Invité de l’émission Point de Vue sur la RTS, le secrétaire général de la Fédération sénégalaise de football (FSF), Abdoulaye Seydou Sow, est revenu sur les circonstances ayant retardé la signature du contrat de l’ancien sélectionneur national, Pape Thiaw, avant la Coupe du monde. Il a reconnu l’existence de « défaillances » dans la gestion du dossier, tout en estimant que les responsabilités étaient partagées entre l’État, la FSF et le technicien.
Interrogé sur l’absence de contrat signé avant la compétition mondiale, Abdoulaye Seydou Sow a admis qu’il s’agissait d’une difficulté. « Oui, il y a eu des défaillances à ce niveau. C’est une responsabilité qu’il faut assumer, mais qu’il faut aussi situer », a-t-il déclaré.
Le secrétaire général a expliqué que la Fédération ne pouvait pas agir seule, dans la mesure où le salaire du sélectionneur est pris en charge par l’État du Sénégal. Selon lui, dès le retour de la Coupe d’Afrique, la FSF avait entamé des discussions avec la ministre des Sports de l’époque afin de revoir les conditions contractuelles de Pape Thiaw.
Il a précisé que l’ancienne ministre s’était engagée à revaloriser le salaire du sélectionneur, sans que la Fédération ne connaisse le montant exact envisagé. Après plusieurs échanges administratifs, la réponse de l’État a finalement été transmise à Pape Thiaw, qui n’a pas accepté les propositions, aussi bien sur les aspects financiers que sur la procédure de signature.
Abdoulaye Seydou Sow a révélé que, depuis le 26 février 2026, le président de la FSF avait soumis un projet de contrat au sélectionneur. Toutefois, les négociations se sont prolongées en raison de désaccords sur le salaire, les primes et les indemnités spéciales.
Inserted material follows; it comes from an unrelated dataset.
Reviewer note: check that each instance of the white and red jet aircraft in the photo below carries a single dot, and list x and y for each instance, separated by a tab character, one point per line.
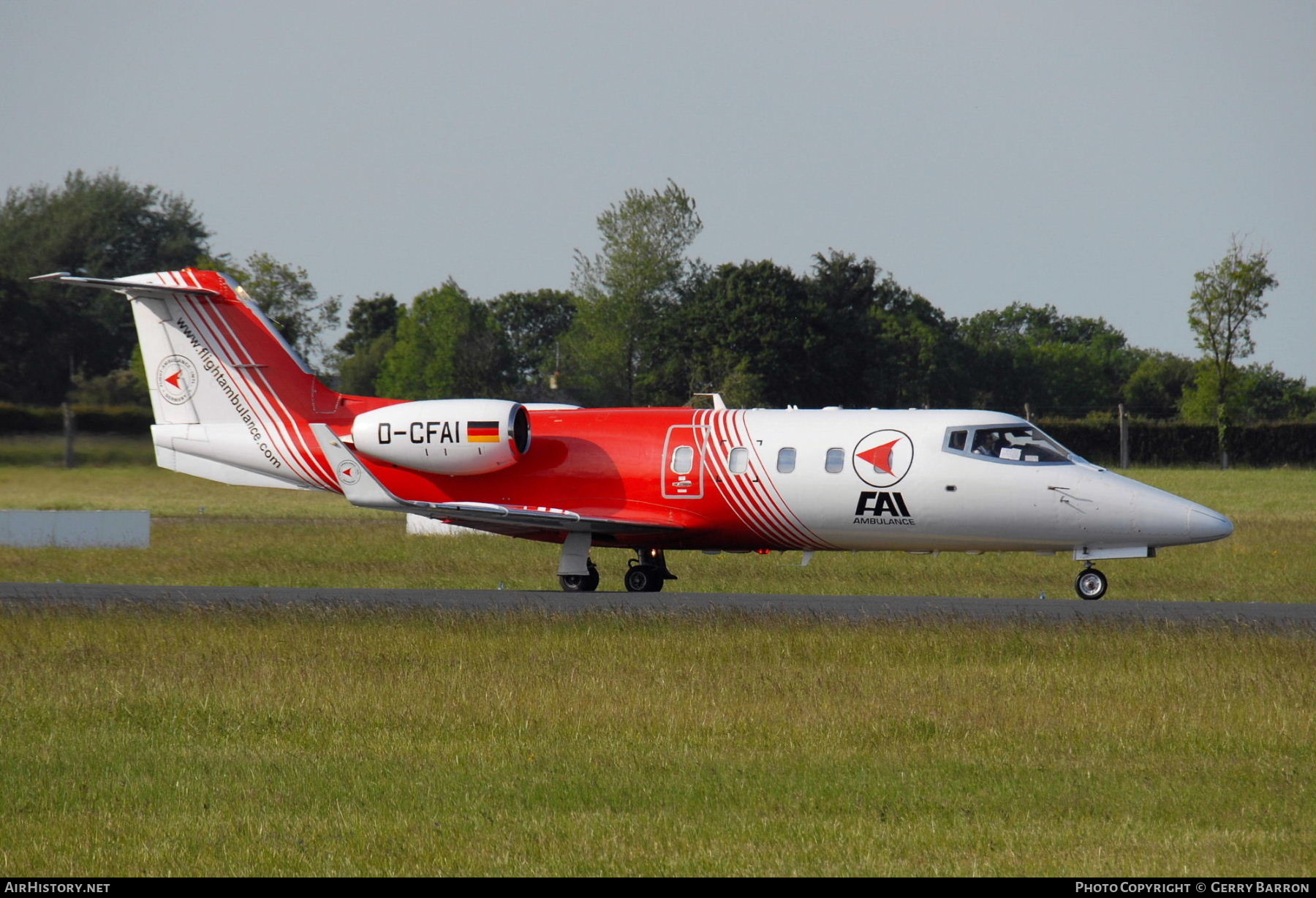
233	403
« L’inter-administratif est imputable à toutes les parties », a-t-il insisté, refusant de faire porter l’entière responsabilité à l’État. Il a rappelé qu’au Sénégal, contrairement à certaines fédérations occidentales, le sélectionneur national est rémunéré par l’État, ce qui impose le respect des procédures administratives gouvernementales.
Selon lui, ces procédures ont considérablement ralenti le processus, au point de nécessiter l’intervention directe du président de la République. « Il a fallu l’implication directe du chef de l’État pour que cette affaire soit stabilisée et que le contrat puisse finalement être signé », a-t-il affirmé.
Le secrétaire général a également indiqué que l’ancien ministre des Sports avait proposé d’aligner le salaire de Pape Thiaw sur celui perçu par son prédécesseur, Aliou Cissé. Une proposition que le technicien n’aurait pas acceptée. « Il voulait davantage, notamment sur les primes et les indemnités spéciales », a expliqué Abdoulaye Seydou Sow, ajoutant que les avocats de Pape Thiaw avaient été associés aux discussions.
Malgré ces désaccords, il a assuré que le sélectionneur avait accepté de conduire l’équipe à la Coupe du monde pendant que les négociations se poursuivaient. Il a également démenti les informations selon lesquelles Pape Thiaw aurait menacé de ne pas embarquer sans contrat signé. « Je l’ai appris par la presse et les réseaux sociaux. Dans nos discussions, sous l’autorité du président Abdoulaye Fall, il n’a jamais été question de boycott », a-t-il soutenu.
Reconnaissant que cette situation constituait un « impair », Abdoulaye Seydou Sow a toutefois estimé qu’il ne s’agissait pas du seul facteur ayant affecté la préparation de l’équipe nationale. Il a plaidé pour une meilleure clarification des relations entre l’État et les fédérations sportives afin de sécuriser les contrats des sélectionneurs.
« À un moment donné, même la Fédération perd son autorité devant son coach, parce qu’en vérité, celui qui paie commande presque », a-t-il déclaré.
Le dirigeant de la FSF a enfin salué la coopération entre les différentes institutions lors de la CAN, estimant que la réussite passait par une véritable synergie entre l’État et la Fédération. « Le Sénégal reste le Sénégal. Il n’y a pas un État d’un côté et une Fédération de l’autre », a-t-il conclu.
Il faut rappeler que le sélectionneur Pape Thiaw a été limogé hier lors de la réunion du COMEX de la Fédération Sénégalaise de Football. Le Sénégal cherche désormais un nouveau sélectionneur.